Raising such questions at the end of a children’s book that otherwise seems soundly Biblical is distressing. But it is even more distressing that there appears to be a jarring inconsistency between the books prologue and its epilogue, making it difficult for this reviewer to believe they were written by the same author. In the prologue Maier states that “God created a perfect paradise” and that “disease and death were not part of God’s original plan” but all that changed when “man and woman fell into sin, and a general rot set in.” But in the epilogue Maier says that dinosaurs and many other creatures lived and died in“that early era described in the first half of Genesis, chapter one” which would be before the fall of Adam and Eve into sin. Some clarification is certainly in order.
We should bear in mind that teaching children, writing books for children, and even giving books to children involve a great responsibility for all of us. We should take care lest we offend the little ones who come to Jesus.
Here are some lessons we can all learn from this book.
- Whatever book you are considering purchasing for your children, make sure you check it out carefully. Don’t just read the text before the kids read it; look at all statements the author has made in the book.
- Just because a book is authored by a Christian academic with great credentials, this doesn’t mean the author will be accurate as they should—particularly about origins.
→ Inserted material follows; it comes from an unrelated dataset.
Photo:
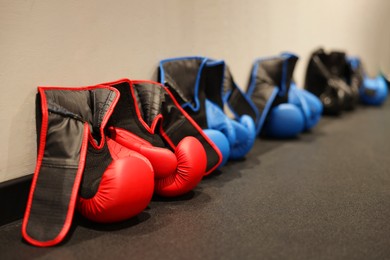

- Many times I’ve had people tell me they “think” their pastor would agree with AiG. After all, everything he has stated from the pulpit seems to agree with creation and the entrance of sin into the world, etc. However, on speaking with these people and asking specific questions, I find that the pastor has not dealt with certain topics that would show where he really stands on the age of the earth, evolution, etc. As these people have gone back and questioned their pastor in detail, they were shocked to find he believed in the gap theory or day age theory or believed dinosaurs died out millions of years ago, and so on. This pastor was not teaching creation apologetics to the church, and yet most of the young people were indoctrinated in millions of years and evolutionary ideas at public school. In fact, such a situation does lead to the “Already Gone” syndrome that is rife in our churches (see the book Already Gone detailing research into why 2/3rds of young people are leaving the church). What he wasn’t preaching (i.e., about a literal Genesis and how to answer the skeptical questions of this age) was a serious problem!
The point I want to make is that it is not just what a book or Bible study states or what a pastor preaches. Look for what is not being said. That can be very revealing!